Leyla mengerutkan kening, merasakan rasa takut yang dingin kembali menyelimuti tulangnya.
“Tetapi kamu harus meninggalkan anakmu, sebelum aku memberikan kebebasanmu.”
Matthias akhirnya memberikan ketentuannya, dan Leyla mulai menggelengkan kepalanya dengan panik, tidak mau menyerah pada kondisinya!
“TIDAK! TIDAK!” Dia berteriak, “Lepaskan aku! Biarkan aku pergi! Kamu tidak akan mengambilnya dariku!”
Dengan setiap teriakan, Leyla menjadi panik, dia mengangkat tangannya dan memukul apa pun yang dia bisa pegang ke arah Leyla. Pada satu titik dia mendapati dirinya tertekan melawannya, dan dia menggandakan usahanya.
Dia menendang, menjerit, dan mencakar bahu, lengan, dan bagian mana pun dari tubuh pria itu yang menekannya…
Tapi Matthias memegang erat dirinya, dan dia tidak bisa melepaskan diri.
“Ssst, tenanglah Leyla, sst,” dia terus bergumam pelan, lengannya mendekap Leyla di dadanya saat dia memukul dan meratap. “Pikirkan anak kita, kamu tidak ingin ada bahaya yang menimpanya, bukan?”
Akhirnya perjuangan dalam pelukannya mereda, dan isak tangis terdengar. Cukup puas karena dia sudah melemah setelah amukannya, Matthias akhirnya membiarkan dirinya menarik diri, sebelum menangkupkan tangan ke pipinya yang basah.
Dia mengubah posisi mereka menjadi pelukan, Leyla bersandar lemas di pelukannya dan mengayun-ayunkannya ke depan dan ke belakang dalam tarian lambat. Tangannya terangkat ke bawah, akhirnya mampu menyandarkan telapak tangannya pada perut buncitnya.
Leyla cegukan dan mulai merosot ke arahnya. Dia sudah kelelahan.
Dia menatap matanya yang berbingkai merah dan wajahnya yang memerah dan tersenyum penuh kasih sayang padanya sambil mengusap perutnya dengan lembut. Dia belum pernah tersenyum selebar ini sejak dia menghilang darinya musim semi lalu.
Mereka masih cocok satu sama lain, seperti yang dia harapkan.
Dia dengan lembut mengarahkannya ke tempat tidur, menyelimutinya dengan nyaman dan nyaman. Tangannya masih membelai perutnya dengan gerakan menenangkan.
Dia akan mendapatkan Leyla, dengan satu atau lain cara.
Sekalipun dia tidak akan pernah memaafkannya.
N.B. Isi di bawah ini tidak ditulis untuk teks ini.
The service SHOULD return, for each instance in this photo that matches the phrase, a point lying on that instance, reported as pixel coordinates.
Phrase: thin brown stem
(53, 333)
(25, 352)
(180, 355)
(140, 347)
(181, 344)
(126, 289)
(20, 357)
Dia akan memilikinya.
Begitu kepalanya membentur bantal empuk, Leyla merasakan perasaan nyaman dan lega yang aneh, napasnya akhirnya tersengal-sengal. Dia menjilat bibirnya yang kering, saat tetesan air mata mengalir mulus di pipinya dari matanya tanpa henti.
Matthias mengeluarkan kacamatanya dengan hati-hati, meletakkannya di atas meja, sebelum kembali.
Dia berdiri di atasnya, memberikan ciuman manis dan lembut di kelopak matanya yang basah.
Dia memejamkan matanya lebih erat, merasa seolah-olah air matanya dikonsumsi oleh monster.
‘Aku benar-benar sudah gila,’ pikir Matthias dalam hati sambil menjilat air mata Leyla dari bibirnya dan tersenyum padanya.
Air matanya masih terasa seperti surga.